Marianne Levy, des blogueuses mode aux contes de fées
Pour celles qui découvriraient l’autrice avec ce billet, un mot de parcours. Marianne Levy s’est d’abord fait connaître avec « Dress code et petits secrets » et sa suite américaine, une chick lit parisienne pétillante dont j’avais parlé ici à l’époque, avant de passer à la comédie romantique plus construite avec « La malédiction de la zone de confort ». « Chaussures à son pied » confirme la direction : toujours l’humour, mais des histoires qui gagnent en profondeur à chaque livre. Suivre une autrice qui progresse de roman en roman, c’est un des grands plaisirs de blogueuse, et celle-ci ne m’a encore jamais déçue.
Petite confidence : Cendrillon est le conte de mon enfance, celui que je réclamais tous les soirs. J’abordais donc cette relecture en terrain sensible, prête à défendre ma pantoufle de vair becs et ongles. Vair ou verre, d’ailleurs, la querelle dure depuis des générations de lecteurs de Perrault, et je vous laisse deviner de quel côté penche le roman. Je ressors conquise, parce que le livre ne se moque jamais du conte. Il le questionne, gentiment : et si le prince n’était pas celui qu’on croit ? Et si la vraie transformation n’avait rien à voir avec une robe de bal ?
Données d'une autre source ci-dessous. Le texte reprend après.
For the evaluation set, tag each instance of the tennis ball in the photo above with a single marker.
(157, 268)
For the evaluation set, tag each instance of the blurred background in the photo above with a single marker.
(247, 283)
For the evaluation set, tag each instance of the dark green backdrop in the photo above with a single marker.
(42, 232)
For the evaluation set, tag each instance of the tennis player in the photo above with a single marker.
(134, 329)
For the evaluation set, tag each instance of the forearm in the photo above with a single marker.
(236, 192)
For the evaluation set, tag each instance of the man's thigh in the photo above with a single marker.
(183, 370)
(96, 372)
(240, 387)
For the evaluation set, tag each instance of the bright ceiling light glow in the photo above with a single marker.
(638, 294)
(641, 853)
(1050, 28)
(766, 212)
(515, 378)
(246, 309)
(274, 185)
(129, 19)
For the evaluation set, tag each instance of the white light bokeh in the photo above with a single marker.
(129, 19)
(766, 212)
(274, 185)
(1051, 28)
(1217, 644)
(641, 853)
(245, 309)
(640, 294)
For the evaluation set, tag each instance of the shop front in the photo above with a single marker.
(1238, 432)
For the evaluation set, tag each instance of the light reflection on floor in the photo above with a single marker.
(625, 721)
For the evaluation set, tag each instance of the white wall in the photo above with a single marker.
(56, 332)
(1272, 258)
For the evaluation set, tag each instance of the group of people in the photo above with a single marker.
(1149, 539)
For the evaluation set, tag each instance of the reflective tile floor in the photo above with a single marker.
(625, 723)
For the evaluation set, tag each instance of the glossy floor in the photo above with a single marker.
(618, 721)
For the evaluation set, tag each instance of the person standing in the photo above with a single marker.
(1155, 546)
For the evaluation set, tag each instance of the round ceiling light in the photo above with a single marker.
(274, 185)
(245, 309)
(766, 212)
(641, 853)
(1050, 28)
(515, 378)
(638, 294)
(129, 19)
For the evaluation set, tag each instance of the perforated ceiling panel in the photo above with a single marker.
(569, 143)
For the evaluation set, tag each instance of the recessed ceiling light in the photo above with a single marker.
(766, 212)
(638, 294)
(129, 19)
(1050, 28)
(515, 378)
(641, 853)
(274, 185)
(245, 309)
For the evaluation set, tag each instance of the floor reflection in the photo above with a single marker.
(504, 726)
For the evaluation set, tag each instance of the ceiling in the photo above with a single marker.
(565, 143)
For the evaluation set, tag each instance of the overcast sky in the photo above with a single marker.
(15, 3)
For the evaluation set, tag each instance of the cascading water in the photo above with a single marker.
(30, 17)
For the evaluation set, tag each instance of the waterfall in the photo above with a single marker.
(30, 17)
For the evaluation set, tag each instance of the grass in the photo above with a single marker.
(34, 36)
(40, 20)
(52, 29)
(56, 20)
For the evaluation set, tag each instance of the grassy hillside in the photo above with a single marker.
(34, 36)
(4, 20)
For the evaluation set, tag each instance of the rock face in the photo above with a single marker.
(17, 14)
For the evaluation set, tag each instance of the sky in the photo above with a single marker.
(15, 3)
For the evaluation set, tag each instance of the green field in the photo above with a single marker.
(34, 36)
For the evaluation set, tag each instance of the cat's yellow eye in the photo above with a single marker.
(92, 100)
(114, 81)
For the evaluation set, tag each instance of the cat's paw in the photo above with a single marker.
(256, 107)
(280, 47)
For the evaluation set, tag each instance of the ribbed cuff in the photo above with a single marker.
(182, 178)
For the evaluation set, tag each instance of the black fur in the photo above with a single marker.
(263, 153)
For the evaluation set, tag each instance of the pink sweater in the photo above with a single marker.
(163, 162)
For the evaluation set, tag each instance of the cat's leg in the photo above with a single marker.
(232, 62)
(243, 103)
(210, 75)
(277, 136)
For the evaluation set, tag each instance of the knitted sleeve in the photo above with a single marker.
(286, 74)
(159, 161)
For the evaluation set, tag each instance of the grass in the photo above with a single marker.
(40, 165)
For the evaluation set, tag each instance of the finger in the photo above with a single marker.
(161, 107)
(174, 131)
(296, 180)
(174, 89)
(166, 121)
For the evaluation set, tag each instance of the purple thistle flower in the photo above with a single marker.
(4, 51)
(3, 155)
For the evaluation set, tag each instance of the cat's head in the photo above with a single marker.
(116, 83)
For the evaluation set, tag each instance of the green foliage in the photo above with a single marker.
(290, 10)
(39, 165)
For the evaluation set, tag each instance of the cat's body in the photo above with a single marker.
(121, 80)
À qui conseiller ces 384 pages ? Aux amatrices de comédies romantiques anglaises, évidemment, puisque Londres et l’humour british sont au rendez-vous. À celles qui ont grandi avec les contes et gardent un compte à régler avec leurs princesses trop sages. Et même aux allergiques déclarées au merveilleux : ici, la magie passe par les coïncidences et les quiproquos, pas par les baguettes. Si vous aimez les contes revisités avec malice et les histoires qui réchauffent en plein hiver, vous savez ce qu’il vous reste à faire aujourd’hui en sortant du travail. Moi, je vais aller relire Perrault, pour comparer, et rêver un peu.